Both Paul and I have been overwhelmed with the natural beauty of these many varied islands, her people and her exotic flora. We've loved all our interactions with locals - the casual "Ia Orana" greetings from strangers as we pass by them on the streets, irrespective of location, go a long way to indicate that everyone is welcome here. Even where there have been language issues, primarily due to our almost non-existent French, we've felt in tune and have been able to communicate through a mix of Frenglish, mime and Google Translate. We've enjoyed shopping for fresh produce at local markets and roadside stalls. We've spent time wandering through the various craft markets, admiring the intricate carvings and collecting a few small trinkets. We've loved the effortless way both the ladies and the Mahu dress, glorious flowers either tucked behind an ear or woven into elaborate and ornate headdresses. We've noticed what is obviously a resurgence of traditional Polynesian tattoos, sported with pride by many, each symbolising significant cultural and life events. We've been thrilled by the soaring, lush and rugged scenery; the crystal clear and stunningly azure waters of the lagoons; the sea life and the coral gardens. We've completely enjoyed our immersion into Polynesian history and culture - from the tales of the cannibalistic head hunters of the Marquesas to the visual and very exciting dances favoured across all the archipelagos to the few remaining sacred tikis. To be in Papeete during Heiva was a truly memorable experience; the competitive and entertaining programme really bringing to life the spirit and grace of the islanders.
French Polynesia is as heady and seductive as the scent of the sacred Tiare flower and the vanilla beans that are harvested throughout her islands; as chilled as her calm and translucent waters; and as varied as the many hues of her cultivated black pearls. We have absolutely loved each and every location we have had the privilege of visiting and will cherish the memories of our time here. Who knows, perhaps a long-ago siren call of Tina was imbedded into my psyche and readied me decades ago for this lush green paradise.

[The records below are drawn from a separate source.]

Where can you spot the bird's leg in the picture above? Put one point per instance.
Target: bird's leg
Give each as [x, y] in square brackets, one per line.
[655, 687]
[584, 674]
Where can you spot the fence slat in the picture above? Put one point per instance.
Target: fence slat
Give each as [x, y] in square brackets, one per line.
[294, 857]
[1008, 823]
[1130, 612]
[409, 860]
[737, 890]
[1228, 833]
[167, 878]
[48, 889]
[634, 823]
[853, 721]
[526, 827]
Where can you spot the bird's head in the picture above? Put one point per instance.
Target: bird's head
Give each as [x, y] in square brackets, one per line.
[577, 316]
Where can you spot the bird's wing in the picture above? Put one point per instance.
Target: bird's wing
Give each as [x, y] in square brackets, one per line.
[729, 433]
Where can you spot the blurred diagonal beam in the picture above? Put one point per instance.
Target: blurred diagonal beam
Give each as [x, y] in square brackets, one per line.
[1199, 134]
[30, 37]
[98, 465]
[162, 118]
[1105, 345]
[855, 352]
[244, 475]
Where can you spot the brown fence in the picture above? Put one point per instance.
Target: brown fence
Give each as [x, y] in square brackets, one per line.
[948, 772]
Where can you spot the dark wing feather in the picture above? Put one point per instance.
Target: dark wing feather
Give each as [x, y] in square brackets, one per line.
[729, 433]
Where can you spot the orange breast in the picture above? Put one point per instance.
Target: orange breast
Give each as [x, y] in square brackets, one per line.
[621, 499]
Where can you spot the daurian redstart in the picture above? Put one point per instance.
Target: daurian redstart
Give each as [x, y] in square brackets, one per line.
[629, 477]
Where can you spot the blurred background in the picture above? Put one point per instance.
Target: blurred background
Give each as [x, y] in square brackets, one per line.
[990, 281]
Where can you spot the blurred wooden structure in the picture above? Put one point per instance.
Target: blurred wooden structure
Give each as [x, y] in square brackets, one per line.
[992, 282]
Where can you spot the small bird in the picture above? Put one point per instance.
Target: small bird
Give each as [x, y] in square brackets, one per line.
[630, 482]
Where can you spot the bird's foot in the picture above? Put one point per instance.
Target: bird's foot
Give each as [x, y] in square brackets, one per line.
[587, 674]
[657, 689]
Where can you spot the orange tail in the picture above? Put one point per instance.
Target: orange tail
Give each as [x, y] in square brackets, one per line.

We've got a good weather window so we've completed our check out procedures and are just waiting on the Gendarmes to process documentation and issue our international clearance. It's a two day process here - serious island time is obviously observed on Bora Bora! We've offloaded the last of our very colourful and pretty Pacific Francs and are excited to be to be moving on to new locations. We will be off the grid for around three weeks but will, as usual, complete daily position reporting and blog posts. Mauruuru Polynesia - it's been an awesome experience!